Americans are far more positive about the state of their own finances than they are about the economy in general. The fact that growth is now slowing under the weight of higher interest rates makes it far harder for Biden to counter Trump’s narrative that things have taken a turn for the worse since he was defeated in 2020. The Fed now appears to be gearing up to cut interest rates in September but by then it may be too little, too late for Biden.

The state of the economy is no longer Biden’s biggest problem. Sure, the latest unemployment figures showed the US jobless rate rising from 4% to 4.1% in June but by historical standards that is still low.

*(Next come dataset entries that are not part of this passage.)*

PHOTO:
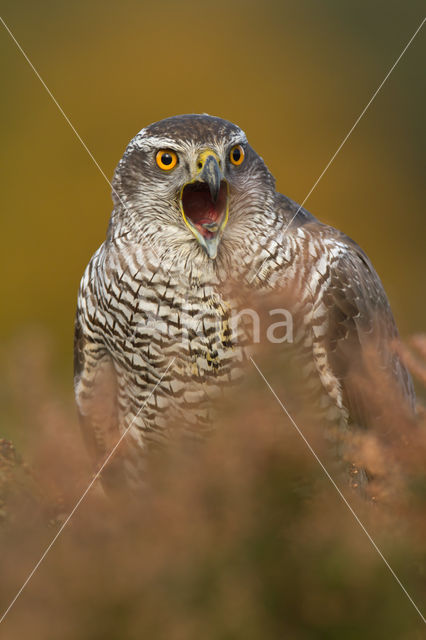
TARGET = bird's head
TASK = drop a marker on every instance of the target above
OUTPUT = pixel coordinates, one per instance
(190, 184)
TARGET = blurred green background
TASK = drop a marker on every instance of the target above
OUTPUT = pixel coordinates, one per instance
(293, 75)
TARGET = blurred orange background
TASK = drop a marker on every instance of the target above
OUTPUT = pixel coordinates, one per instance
(294, 75)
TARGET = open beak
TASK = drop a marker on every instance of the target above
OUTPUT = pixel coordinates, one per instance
(204, 203)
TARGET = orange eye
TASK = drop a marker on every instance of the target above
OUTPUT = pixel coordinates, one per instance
(236, 155)
(166, 159)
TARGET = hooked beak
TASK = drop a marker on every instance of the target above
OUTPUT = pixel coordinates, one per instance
(204, 203)
(212, 175)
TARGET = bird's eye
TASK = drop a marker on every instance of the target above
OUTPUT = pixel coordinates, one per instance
(236, 155)
(166, 159)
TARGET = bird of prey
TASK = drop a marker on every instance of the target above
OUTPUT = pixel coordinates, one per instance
(196, 209)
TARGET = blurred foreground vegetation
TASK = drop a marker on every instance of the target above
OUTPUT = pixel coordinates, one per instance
(245, 539)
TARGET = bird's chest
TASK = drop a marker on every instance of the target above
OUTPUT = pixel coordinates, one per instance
(194, 326)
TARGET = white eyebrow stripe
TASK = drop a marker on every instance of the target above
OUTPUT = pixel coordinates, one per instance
(148, 142)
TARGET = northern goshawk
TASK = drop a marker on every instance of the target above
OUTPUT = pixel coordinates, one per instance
(196, 221)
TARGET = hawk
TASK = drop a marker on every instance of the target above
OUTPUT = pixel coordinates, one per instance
(195, 210)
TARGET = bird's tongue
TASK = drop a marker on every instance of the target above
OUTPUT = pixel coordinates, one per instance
(200, 209)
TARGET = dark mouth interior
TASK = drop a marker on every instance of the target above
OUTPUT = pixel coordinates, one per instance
(200, 209)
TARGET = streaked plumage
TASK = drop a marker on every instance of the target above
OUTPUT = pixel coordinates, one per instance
(152, 292)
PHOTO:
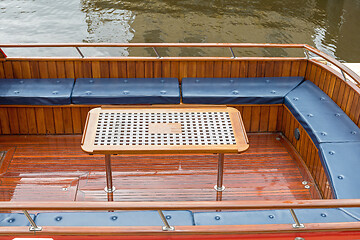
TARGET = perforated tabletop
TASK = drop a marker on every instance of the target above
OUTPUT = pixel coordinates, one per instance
(111, 130)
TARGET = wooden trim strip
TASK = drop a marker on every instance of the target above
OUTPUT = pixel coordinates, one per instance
(242, 45)
(332, 60)
(182, 205)
(183, 230)
(155, 59)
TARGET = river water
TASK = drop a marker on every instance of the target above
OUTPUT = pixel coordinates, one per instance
(330, 25)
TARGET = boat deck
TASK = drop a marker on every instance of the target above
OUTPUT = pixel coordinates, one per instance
(54, 168)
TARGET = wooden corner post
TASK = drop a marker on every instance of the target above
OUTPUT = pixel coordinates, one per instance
(2, 54)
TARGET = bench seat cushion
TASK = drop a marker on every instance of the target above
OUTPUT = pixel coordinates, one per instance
(342, 163)
(14, 220)
(126, 91)
(36, 91)
(320, 116)
(266, 90)
(271, 217)
(126, 218)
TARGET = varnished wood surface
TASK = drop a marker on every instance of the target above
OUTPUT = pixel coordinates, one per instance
(71, 119)
(54, 168)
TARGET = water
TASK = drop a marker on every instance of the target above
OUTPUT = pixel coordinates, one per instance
(330, 25)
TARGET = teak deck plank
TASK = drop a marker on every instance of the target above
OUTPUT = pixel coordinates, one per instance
(55, 168)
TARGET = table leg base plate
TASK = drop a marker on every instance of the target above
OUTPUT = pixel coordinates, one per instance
(109, 190)
(219, 189)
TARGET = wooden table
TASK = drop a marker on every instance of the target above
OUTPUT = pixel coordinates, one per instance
(170, 129)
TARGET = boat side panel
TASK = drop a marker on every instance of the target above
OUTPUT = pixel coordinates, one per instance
(307, 150)
(346, 94)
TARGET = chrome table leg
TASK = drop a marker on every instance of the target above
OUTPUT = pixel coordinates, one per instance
(109, 187)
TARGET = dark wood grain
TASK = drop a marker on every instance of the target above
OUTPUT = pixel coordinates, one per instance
(43, 165)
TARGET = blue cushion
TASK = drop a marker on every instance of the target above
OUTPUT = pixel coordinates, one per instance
(126, 91)
(14, 219)
(125, 218)
(36, 91)
(342, 163)
(271, 217)
(266, 90)
(320, 116)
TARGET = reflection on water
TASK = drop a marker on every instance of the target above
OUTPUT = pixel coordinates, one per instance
(330, 25)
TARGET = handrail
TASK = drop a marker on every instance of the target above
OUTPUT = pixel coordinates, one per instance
(332, 60)
(182, 205)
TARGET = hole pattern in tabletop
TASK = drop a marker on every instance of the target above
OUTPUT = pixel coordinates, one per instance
(197, 128)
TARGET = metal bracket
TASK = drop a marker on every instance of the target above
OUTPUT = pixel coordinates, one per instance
(167, 226)
(342, 72)
(306, 52)
(298, 226)
(82, 55)
(33, 227)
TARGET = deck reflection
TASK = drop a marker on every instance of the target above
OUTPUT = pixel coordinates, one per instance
(53, 168)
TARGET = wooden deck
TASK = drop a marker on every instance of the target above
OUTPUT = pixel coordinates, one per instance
(53, 168)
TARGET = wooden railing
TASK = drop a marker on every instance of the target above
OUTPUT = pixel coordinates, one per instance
(181, 205)
(305, 47)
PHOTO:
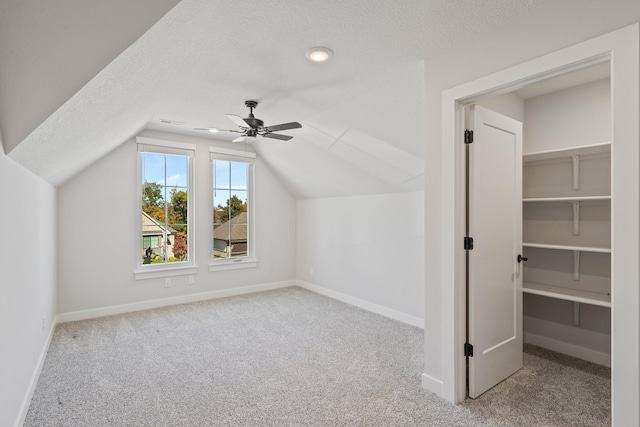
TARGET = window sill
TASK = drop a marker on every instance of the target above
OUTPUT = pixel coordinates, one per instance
(234, 264)
(155, 272)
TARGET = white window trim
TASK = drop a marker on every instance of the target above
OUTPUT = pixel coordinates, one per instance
(250, 261)
(167, 270)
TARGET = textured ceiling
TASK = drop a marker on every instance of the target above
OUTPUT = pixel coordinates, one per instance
(362, 112)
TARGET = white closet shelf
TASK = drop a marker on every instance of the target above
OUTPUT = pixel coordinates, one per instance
(574, 295)
(568, 247)
(583, 150)
(567, 199)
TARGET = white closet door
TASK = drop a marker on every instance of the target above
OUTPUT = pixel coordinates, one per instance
(495, 223)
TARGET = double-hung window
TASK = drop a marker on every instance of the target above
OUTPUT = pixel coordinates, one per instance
(233, 244)
(166, 240)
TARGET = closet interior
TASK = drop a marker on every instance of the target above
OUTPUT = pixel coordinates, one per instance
(567, 199)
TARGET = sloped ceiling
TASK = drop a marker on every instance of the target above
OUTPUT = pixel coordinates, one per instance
(362, 112)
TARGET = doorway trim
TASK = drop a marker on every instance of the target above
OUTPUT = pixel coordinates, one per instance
(621, 48)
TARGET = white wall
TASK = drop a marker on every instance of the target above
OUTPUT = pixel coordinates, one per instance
(576, 116)
(366, 250)
(552, 27)
(97, 225)
(27, 280)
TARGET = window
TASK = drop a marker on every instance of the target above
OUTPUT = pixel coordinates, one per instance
(166, 200)
(233, 243)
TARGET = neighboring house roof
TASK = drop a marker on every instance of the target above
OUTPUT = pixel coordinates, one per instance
(238, 233)
(151, 227)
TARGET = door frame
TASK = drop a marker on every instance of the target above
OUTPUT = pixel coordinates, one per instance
(621, 49)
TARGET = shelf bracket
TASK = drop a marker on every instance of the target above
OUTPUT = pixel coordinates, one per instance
(576, 313)
(576, 265)
(575, 160)
(576, 218)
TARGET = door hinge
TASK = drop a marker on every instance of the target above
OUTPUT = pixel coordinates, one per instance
(468, 136)
(468, 243)
(468, 350)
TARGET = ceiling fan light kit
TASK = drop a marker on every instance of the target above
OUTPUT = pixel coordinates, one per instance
(319, 54)
(252, 126)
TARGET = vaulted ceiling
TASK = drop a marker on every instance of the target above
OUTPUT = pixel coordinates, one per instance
(78, 78)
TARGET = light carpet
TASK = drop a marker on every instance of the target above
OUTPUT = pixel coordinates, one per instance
(287, 357)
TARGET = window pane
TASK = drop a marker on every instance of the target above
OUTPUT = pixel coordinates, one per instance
(239, 176)
(164, 208)
(177, 168)
(239, 239)
(152, 167)
(222, 170)
(230, 215)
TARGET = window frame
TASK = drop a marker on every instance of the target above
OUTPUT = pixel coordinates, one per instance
(160, 146)
(250, 260)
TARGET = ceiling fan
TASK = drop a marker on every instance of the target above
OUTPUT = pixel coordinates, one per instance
(252, 126)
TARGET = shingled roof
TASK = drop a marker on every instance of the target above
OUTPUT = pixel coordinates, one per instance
(238, 232)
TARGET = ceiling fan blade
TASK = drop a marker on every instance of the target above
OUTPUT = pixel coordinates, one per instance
(277, 136)
(238, 120)
(284, 126)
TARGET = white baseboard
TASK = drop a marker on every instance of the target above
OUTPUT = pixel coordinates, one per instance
(568, 349)
(164, 302)
(369, 306)
(433, 385)
(26, 402)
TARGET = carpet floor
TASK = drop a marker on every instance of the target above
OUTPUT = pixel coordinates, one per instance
(287, 357)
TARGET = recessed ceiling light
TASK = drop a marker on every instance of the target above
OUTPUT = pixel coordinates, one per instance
(319, 54)
(171, 122)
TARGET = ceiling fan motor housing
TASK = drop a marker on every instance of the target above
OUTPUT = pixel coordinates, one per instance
(252, 120)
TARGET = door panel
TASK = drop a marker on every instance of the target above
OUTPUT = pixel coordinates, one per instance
(495, 223)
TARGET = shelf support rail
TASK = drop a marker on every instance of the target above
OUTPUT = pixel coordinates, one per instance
(575, 160)
(576, 218)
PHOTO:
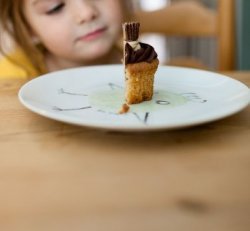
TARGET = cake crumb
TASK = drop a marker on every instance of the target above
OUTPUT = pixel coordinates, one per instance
(124, 109)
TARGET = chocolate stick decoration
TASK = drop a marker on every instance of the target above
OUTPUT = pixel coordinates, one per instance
(131, 31)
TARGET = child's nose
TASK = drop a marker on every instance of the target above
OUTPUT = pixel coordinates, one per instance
(84, 11)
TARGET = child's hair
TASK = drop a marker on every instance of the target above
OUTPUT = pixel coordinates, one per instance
(13, 22)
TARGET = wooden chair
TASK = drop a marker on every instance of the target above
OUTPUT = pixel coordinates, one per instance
(193, 19)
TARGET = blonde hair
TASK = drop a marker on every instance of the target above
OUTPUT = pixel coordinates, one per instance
(14, 23)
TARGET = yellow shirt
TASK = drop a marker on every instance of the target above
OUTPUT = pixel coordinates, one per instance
(9, 69)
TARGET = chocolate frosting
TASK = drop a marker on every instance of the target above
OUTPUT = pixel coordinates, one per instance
(145, 54)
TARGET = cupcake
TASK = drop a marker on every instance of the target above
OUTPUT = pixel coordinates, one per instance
(140, 64)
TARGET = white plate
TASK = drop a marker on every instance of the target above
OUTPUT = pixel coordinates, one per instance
(92, 96)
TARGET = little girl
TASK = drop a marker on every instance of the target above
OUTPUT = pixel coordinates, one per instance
(51, 35)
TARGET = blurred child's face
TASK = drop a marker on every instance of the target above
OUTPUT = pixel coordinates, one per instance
(75, 30)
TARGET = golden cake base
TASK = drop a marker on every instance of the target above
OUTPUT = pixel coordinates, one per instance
(140, 81)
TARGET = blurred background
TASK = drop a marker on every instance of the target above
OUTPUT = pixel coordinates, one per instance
(202, 48)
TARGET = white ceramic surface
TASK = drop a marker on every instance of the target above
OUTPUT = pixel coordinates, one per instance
(92, 97)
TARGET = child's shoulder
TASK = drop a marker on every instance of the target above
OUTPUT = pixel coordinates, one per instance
(9, 69)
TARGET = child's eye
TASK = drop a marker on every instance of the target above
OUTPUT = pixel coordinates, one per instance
(56, 9)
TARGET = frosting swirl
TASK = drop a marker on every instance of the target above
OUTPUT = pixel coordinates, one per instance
(146, 53)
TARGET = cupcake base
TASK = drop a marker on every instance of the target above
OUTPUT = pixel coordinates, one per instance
(140, 81)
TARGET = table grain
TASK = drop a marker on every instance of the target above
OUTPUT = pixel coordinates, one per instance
(57, 177)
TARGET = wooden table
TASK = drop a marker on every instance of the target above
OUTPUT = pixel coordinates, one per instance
(58, 177)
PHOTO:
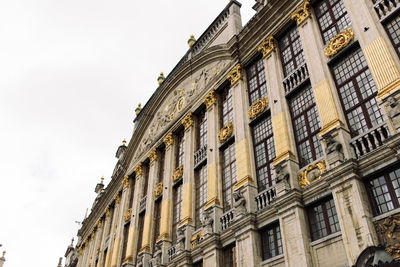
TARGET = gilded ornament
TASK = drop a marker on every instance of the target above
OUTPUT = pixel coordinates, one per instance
(168, 140)
(301, 13)
(152, 155)
(178, 173)
(257, 107)
(125, 182)
(138, 170)
(339, 42)
(187, 121)
(235, 74)
(158, 190)
(210, 99)
(312, 173)
(267, 46)
(225, 132)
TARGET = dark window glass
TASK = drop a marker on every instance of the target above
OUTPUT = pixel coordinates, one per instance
(291, 51)
(384, 192)
(256, 81)
(271, 241)
(228, 175)
(357, 92)
(201, 194)
(392, 27)
(323, 219)
(332, 18)
(306, 125)
(264, 152)
(177, 214)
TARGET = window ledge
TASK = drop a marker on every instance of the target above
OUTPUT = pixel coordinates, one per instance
(280, 256)
(326, 238)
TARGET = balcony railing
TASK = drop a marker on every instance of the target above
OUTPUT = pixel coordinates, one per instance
(370, 140)
(200, 155)
(265, 198)
(142, 205)
(296, 78)
(385, 8)
(226, 219)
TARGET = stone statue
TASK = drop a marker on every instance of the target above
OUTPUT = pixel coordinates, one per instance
(239, 205)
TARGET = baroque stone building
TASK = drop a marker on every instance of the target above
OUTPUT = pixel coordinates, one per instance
(270, 144)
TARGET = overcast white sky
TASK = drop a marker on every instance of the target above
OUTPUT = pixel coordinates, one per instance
(71, 75)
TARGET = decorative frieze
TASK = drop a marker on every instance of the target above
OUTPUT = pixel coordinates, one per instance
(312, 173)
(267, 46)
(339, 42)
(301, 13)
(225, 132)
(258, 107)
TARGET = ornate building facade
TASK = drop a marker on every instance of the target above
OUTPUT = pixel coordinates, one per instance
(270, 144)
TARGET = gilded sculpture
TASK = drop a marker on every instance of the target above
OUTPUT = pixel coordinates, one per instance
(258, 107)
(225, 132)
(339, 42)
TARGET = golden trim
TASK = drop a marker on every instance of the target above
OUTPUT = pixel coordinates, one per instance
(267, 46)
(258, 107)
(301, 13)
(178, 173)
(339, 42)
(210, 99)
(225, 132)
(303, 176)
(235, 74)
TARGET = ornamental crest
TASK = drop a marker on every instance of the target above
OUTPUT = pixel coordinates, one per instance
(258, 107)
(312, 173)
(225, 132)
(339, 42)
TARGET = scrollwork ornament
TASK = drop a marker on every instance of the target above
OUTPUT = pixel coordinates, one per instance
(258, 107)
(339, 42)
(225, 132)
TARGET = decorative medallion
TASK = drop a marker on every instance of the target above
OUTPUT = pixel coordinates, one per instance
(128, 215)
(187, 121)
(210, 99)
(152, 155)
(257, 107)
(301, 13)
(158, 190)
(312, 173)
(225, 132)
(125, 182)
(178, 173)
(235, 75)
(339, 42)
(138, 170)
(168, 140)
(267, 46)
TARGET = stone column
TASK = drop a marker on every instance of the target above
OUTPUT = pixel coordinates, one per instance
(326, 96)
(285, 146)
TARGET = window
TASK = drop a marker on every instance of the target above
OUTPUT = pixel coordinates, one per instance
(332, 18)
(202, 129)
(384, 192)
(228, 175)
(177, 209)
(227, 106)
(392, 27)
(229, 256)
(306, 125)
(264, 152)
(357, 92)
(323, 219)
(256, 81)
(201, 194)
(271, 241)
(291, 51)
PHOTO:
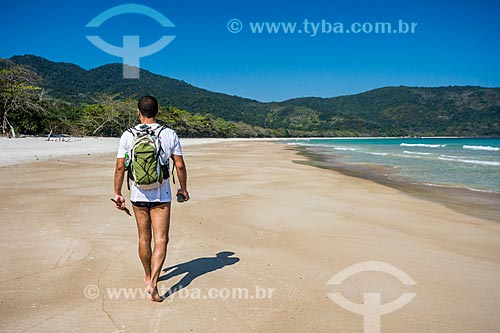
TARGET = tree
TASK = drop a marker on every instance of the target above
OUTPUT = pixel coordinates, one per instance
(20, 97)
(109, 115)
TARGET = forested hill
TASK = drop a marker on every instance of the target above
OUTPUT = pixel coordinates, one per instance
(390, 111)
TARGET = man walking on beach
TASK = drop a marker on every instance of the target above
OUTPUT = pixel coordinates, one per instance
(152, 206)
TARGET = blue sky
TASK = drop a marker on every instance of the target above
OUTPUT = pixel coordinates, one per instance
(455, 43)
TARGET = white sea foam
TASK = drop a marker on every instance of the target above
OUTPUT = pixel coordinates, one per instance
(493, 163)
(420, 145)
(489, 148)
(451, 156)
(415, 153)
(375, 153)
(344, 148)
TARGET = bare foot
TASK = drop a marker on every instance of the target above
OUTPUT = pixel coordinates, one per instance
(155, 296)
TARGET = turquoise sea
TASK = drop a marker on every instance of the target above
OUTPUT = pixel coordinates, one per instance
(469, 163)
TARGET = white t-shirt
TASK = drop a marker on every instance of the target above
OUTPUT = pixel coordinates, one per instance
(171, 146)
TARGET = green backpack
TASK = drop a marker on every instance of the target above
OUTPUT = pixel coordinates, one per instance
(147, 166)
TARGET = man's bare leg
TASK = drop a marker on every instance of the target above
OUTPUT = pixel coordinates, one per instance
(143, 220)
(160, 219)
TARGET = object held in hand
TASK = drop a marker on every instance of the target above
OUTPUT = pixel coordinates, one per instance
(180, 197)
(118, 205)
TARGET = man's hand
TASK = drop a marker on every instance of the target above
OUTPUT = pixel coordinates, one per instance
(119, 202)
(184, 194)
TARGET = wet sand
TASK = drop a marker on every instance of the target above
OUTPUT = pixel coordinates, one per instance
(257, 221)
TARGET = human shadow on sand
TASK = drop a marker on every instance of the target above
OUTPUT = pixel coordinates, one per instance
(195, 268)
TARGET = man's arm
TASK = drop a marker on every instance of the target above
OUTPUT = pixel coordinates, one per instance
(181, 175)
(119, 176)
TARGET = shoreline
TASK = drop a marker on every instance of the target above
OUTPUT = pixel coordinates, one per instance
(292, 227)
(473, 203)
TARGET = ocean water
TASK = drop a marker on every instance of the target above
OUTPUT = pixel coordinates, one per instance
(470, 163)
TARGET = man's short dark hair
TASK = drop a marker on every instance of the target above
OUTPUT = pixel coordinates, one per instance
(148, 106)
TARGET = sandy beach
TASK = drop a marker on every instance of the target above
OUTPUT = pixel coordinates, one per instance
(251, 252)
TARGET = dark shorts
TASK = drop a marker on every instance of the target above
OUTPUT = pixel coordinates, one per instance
(145, 204)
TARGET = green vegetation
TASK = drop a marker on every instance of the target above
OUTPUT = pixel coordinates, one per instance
(64, 98)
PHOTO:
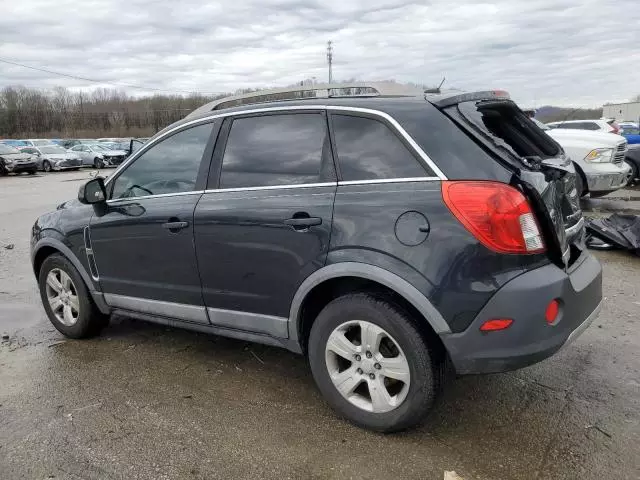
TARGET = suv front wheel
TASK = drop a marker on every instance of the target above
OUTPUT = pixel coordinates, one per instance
(371, 363)
(67, 301)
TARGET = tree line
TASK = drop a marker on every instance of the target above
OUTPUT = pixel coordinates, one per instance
(27, 112)
(61, 113)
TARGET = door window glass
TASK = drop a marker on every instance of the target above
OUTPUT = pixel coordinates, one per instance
(170, 166)
(368, 150)
(273, 150)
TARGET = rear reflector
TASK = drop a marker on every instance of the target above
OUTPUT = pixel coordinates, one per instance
(496, 324)
(551, 313)
(497, 214)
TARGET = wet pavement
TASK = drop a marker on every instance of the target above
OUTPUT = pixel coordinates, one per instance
(147, 402)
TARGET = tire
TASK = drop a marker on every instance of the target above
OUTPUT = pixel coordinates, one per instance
(88, 320)
(426, 370)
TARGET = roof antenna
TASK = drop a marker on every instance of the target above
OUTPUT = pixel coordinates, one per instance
(436, 89)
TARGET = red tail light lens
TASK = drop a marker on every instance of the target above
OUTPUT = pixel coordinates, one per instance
(496, 324)
(497, 214)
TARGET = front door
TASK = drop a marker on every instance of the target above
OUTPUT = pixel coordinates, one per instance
(265, 223)
(143, 242)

What concerns voters is whether Biden is fit to be president right now, let alone for another four years, and the indications are that he is not. Mistaking Volodymyr Zelenskiy for Vladimir Putin at last week’s Nato summit was merely the latest damaging gaffe. Trump is not exactly a model of cogency either but that’s not the point. He appears to many Americans to be more capable than Biden, particularly after last month’s disastrous head-to-head debate.

It boils down to this: would an alternative Democrat candidate be able to flip the campaign so that it focuses on the economic successes of the past four years rather than Biden’s frailty? Would it mean more attention was paid to Trump’s character and his policies? Would it give the Democrats a better chance of winning? The answers to those three questions are yes, yes and yes.